Having clean data is a fundamental step for artificial intelligence (AI), in particular, to support game developers in their quest to take their games to the next level.
Gaming’s new generation relies on data not only to analyse players’ behaviours but to incorporate AI and machine learning for optimised development. It’s a missed opportunity if the games studio doesn’t incorporate a data scientist at the beginning of the development process. Data scientists are essential in the development process. They create mathematical and automated models for analysing and identifying game optimization points.
For a game development to be successful, the game needs to be data-ABLE, and that means it needs to comply with two main states, it has to be cleaned and versioned.
Cleaning the Data
Games are tricky and complex. To make the game stable and avoid unnecessary patching, game developers require that the collected data is normalised and versioned. The data may look correct at first sight, but ‘dirty’ data can jeopardise the accuracy of the AI algorithms.

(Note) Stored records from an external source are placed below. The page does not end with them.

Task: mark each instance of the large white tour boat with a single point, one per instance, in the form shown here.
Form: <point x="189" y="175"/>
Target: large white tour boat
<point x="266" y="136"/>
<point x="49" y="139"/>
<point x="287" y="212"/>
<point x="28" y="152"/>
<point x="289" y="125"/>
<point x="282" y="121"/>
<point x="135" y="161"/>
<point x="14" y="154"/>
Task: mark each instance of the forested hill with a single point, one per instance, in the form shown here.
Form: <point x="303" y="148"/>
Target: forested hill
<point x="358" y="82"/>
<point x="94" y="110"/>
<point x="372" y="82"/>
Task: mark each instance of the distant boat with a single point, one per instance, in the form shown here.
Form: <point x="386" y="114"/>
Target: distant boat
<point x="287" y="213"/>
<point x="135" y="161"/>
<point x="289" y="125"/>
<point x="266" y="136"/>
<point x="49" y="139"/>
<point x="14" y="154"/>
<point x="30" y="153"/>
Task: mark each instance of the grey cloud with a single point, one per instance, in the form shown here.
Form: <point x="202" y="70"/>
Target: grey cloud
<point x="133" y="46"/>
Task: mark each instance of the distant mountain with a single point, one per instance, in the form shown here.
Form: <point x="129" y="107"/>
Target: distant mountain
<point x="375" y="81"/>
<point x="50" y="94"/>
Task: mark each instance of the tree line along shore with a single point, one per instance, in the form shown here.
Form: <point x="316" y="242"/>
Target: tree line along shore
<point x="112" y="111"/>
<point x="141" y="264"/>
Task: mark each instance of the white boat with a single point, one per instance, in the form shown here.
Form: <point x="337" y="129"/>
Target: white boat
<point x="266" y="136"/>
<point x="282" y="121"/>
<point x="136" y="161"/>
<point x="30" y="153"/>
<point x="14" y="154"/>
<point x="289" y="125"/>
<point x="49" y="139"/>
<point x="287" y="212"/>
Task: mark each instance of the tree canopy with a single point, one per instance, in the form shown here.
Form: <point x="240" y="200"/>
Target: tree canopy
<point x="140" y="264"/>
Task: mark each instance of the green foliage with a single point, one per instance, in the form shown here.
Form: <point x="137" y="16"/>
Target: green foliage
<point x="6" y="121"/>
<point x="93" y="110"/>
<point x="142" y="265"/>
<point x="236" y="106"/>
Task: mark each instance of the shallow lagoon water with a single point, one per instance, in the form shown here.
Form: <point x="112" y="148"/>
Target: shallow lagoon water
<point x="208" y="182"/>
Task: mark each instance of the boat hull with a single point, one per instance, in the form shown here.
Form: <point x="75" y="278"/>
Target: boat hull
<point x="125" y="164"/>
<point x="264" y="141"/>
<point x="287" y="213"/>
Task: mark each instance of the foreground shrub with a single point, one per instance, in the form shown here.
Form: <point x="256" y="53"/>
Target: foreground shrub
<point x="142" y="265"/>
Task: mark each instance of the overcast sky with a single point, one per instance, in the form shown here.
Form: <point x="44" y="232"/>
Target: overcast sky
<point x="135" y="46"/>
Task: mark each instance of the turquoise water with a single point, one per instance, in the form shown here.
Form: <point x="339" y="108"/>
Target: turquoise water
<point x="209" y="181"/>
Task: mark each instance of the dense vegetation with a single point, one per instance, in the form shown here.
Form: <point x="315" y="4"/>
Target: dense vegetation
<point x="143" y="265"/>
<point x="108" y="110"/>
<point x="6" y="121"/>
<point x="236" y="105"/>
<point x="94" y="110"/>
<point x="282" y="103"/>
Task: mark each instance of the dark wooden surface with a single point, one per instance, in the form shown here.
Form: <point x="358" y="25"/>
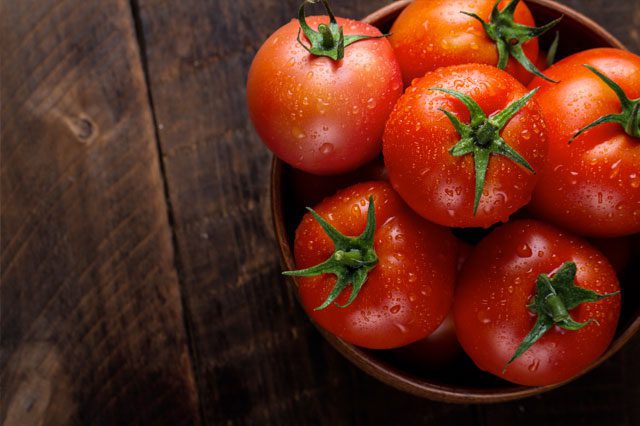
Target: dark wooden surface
<point x="140" y="277"/>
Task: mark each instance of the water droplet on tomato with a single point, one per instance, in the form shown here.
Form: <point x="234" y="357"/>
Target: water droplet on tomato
<point x="401" y="327"/>
<point x="523" y="250"/>
<point x="326" y="148"/>
<point x="298" y="133"/>
<point x="483" y="316"/>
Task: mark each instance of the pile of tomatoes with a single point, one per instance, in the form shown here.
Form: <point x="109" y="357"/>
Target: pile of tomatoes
<point x="479" y="136"/>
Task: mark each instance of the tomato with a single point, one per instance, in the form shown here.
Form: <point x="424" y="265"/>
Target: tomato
<point x="321" y="115"/>
<point x="445" y="185"/>
<point x="591" y="186"/>
<point x="500" y="279"/>
<point x="408" y="288"/>
<point x="441" y="347"/>
<point x="430" y="34"/>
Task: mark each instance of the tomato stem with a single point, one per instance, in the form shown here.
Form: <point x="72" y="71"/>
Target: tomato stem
<point x="329" y="40"/>
<point x="510" y="36"/>
<point x="628" y="118"/>
<point x="553" y="299"/>
<point x="351" y="261"/>
<point x="481" y="137"/>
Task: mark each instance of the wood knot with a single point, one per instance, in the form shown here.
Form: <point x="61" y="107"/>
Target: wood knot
<point x="82" y="127"/>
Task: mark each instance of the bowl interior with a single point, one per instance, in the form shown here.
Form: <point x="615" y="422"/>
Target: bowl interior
<point x="461" y="381"/>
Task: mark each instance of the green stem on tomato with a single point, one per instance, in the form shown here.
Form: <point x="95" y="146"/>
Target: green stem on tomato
<point x="481" y="137"/>
<point x="553" y="299"/>
<point x="510" y="36"/>
<point x="351" y="261"/>
<point x="628" y="118"/>
<point x="329" y="40"/>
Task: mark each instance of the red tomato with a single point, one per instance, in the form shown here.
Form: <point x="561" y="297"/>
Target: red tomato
<point x="440" y="186"/>
<point x="317" y="114"/>
<point x="496" y="285"/>
<point x="407" y="294"/>
<point x="430" y="34"/>
<point x="441" y="347"/>
<point x="591" y="186"/>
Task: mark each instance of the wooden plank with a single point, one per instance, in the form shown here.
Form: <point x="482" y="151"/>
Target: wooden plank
<point x="92" y="326"/>
<point x="258" y="359"/>
<point x="608" y="395"/>
<point x="620" y="18"/>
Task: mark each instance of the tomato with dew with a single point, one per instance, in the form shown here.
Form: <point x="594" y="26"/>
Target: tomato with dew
<point x="372" y="272"/>
<point x="591" y="184"/>
<point x="319" y="99"/>
<point x="458" y="174"/>
<point x="535" y="305"/>
<point x="430" y="34"/>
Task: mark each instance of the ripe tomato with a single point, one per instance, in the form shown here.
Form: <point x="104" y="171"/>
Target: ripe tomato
<point x="407" y="293"/>
<point x="591" y="186"/>
<point x="497" y="283"/>
<point x="441" y="347"/>
<point x="430" y="34"/>
<point x="318" y="114"/>
<point x="439" y="183"/>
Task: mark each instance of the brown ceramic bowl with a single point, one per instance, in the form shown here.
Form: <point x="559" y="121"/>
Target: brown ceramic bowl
<point x="462" y="382"/>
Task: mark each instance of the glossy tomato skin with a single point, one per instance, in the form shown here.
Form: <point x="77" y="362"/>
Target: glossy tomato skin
<point x="498" y="281"/>
<point x="316" y="114"/>
<point x="440" y="348"/>
<point x="409" y="292"/>
<point x="592" y="186"/>
<point x="439" y="186"/>
<point x="430" y="34"/>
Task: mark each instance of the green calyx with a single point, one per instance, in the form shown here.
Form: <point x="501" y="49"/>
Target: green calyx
<point x="351" y="262"/>
<point x="481" y="137"/>
<point x="329" y="40"/>
<point x="629" y="118"/>
<point x="510" y="36"/>
<point x="553" y="50"/>
<point x="553" y="299"/>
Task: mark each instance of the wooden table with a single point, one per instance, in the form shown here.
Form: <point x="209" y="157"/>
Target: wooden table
<point x="140" y="277"/>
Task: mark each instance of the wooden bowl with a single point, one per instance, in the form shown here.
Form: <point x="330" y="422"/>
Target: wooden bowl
<point x="463" y="382"/>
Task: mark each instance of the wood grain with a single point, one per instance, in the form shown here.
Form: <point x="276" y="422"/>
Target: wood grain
<point x="92" y="327"/>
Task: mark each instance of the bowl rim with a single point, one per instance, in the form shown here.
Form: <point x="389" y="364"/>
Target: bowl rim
<point x="379" y="369"/>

It’s not uncommon for gamers to let other people play their games – especially those with kids. If a player lets somebody else play the game they usually play, it immediately contaminates the game data because this new player – playing the same game – may not have the same level of expertise as the original player. That’s what we call outliers, and it’s important to filter this data from the data set to get the results needed from a machine learning bot.
Also, it’s necessary to keep the data in similar ranges – normalise your data – because of how machines work, numbers need to be in a similar range. For example, if a bot detects a really big number, it may incline the bot to pay close attention to this number instead of the others because it’s a hugely different number from your regular data.
Games get patches, and they get changed — a lot. For example, a puzzle game can start with 15 levels and grow to 4,000. It’s common to see studios getting creative and changing the level but not the ID of the level. So now you have data that says this level is hard and data that says the level is easy, but it’s probably not even the same level. Another example – is the Player A performance on Level X the same as Player B performance on Level X six months later? It’s hard to know with un-versioned data.
A good data system can dynamically adapt to new game versions and updates so that you can ask new questions without changing the game or the way the data is collected. In conclusion, before getting into the complexity of artificial intelligence and machine learning, you need your data to be clean and ready to add functional and smart bots to a game.